The advantage in this scenario is that you have the opportunity to make a lot better return than if you kept your money in an index fund. An average 15% annual return is plausible, if you're careful. The disadvantages are two: first, you're more likely to suffer a loss (even a temporary loss on paper) due to lack of diversification; and second, you may have to wait before you find a good value and lose out on potential gains you might have achieved from the index fund strategy.

Patience is, strangely, more important with the individual stock picking strategy.

Of course, nothing says you can't pursue a hybrid strategy: split your investment with $500 in an index fund and $500 in an individual stock. This is one of the best ways to invest, if you do your homework to pick a good stock. Be careful, however—new investors may not immediately see one cost of this approach.

How Not to Invest 1000 Dollars

No matter what you do, patience is a virtue. You don't have to double your money in a week to be a successful investor. (In fact, you're probably not going to double your investment overnight... or in a week... or in a month... or in a year. That's rare. If you want to make $1000 a month by investing, you need to invest $100,000 or more.)

Remember that every trade you make costs you money. Buying $1000 of an index fund will cost you between $5 and $10. Selling that same index fund will cost you the same. You'll have to make back $10 or $20 just to break even (and that's not even counting what taxes you pay on any gains). Every trade you make will incur a commission (and probably taxes), so if you're shifting your investments around every day or week or month, you'd better be making a hefty profit to make up for it.

There's little point in trading less than $500 at a time, because at that point the fees are too high to what you expect to get in returns.

Also keep in mind that there's a difference between a stock with a low price per share and one that's currently a bargain. For example, a penny stock may seem like it has an upside but be a terrible, expensive investment at $0.50 a share while a boring blue chip like IBM may be a bargain at $500 a share.
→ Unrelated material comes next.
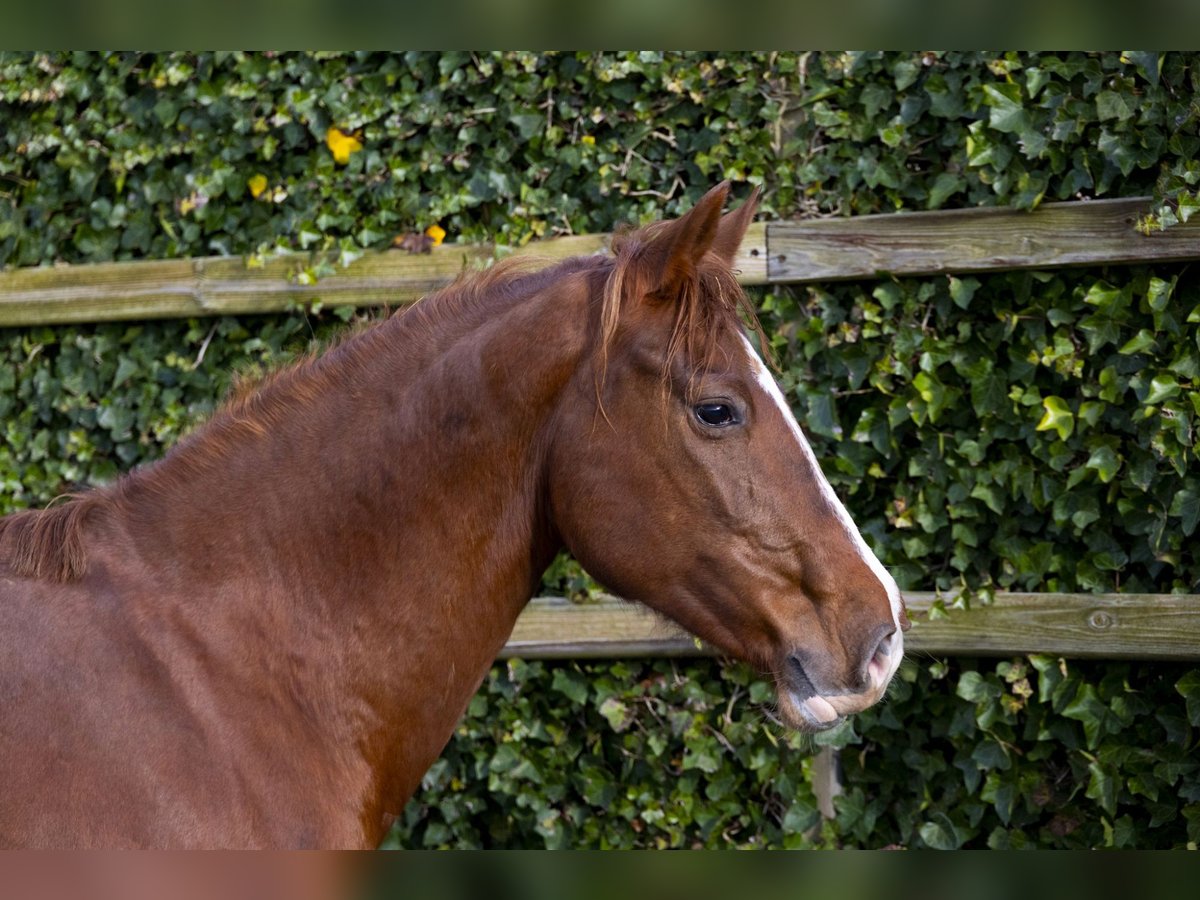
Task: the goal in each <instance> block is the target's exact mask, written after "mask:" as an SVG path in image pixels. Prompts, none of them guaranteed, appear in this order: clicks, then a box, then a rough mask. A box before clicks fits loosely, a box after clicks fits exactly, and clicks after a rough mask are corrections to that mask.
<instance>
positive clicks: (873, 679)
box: [862, 628, 896, 689]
That's not always obvious to new investors. It makes sense when you think about it, if you're willing to do the work to figure out what a share price really means, but if that lesson hasn't sunk in yet, you're better off putting your $1000 into a simple index fund for now.

How to Invest 1000 Dollars a Month

If you're fortunate enough to have a thousand dollars a month to invest, the same strategy can work for you. If you pursue a full index fund strategy, pick a day on which to buy and stick with that every month. (This helps you with something called dollar-cost averaging, where you buy more shares when the price is low and fewer shares when the price is high.) Rather than saving up and buying all in one lump sum, you tend over time to get better returns—even though you'll pay for 12 trades instead of one.

If you pursue the split stock and index fund strategy, you can still use the one trade a month approach. One month buy into the index fund and the next month buy into a stock. This gives you a couple of months to find a good stock at a discount, or to decide to put that money into the index fund instead until you find a great stock.

How to Invest $1000 a Month in a 401(k)

If you have a 401(k) account through your employer and you're fortunate enough to be able to invest pre-tax dollars that way, pick the fund with the lowest fees and the closest to the S&P 500 index. Store your money there. Most fund choices aren't great—they cost you a lot in fund fees—but there's usually something dirt simple like an equivalent of the Vanguard index fund.

In fact, if you're fortunate enough to have employer matching contributions, you effectively have an investment with monthly returns of 100% of the matching amount. You're in a good situation here; you can start investing with little money and steadily watch it grow. Even if it's $100 a month, over time this will add up.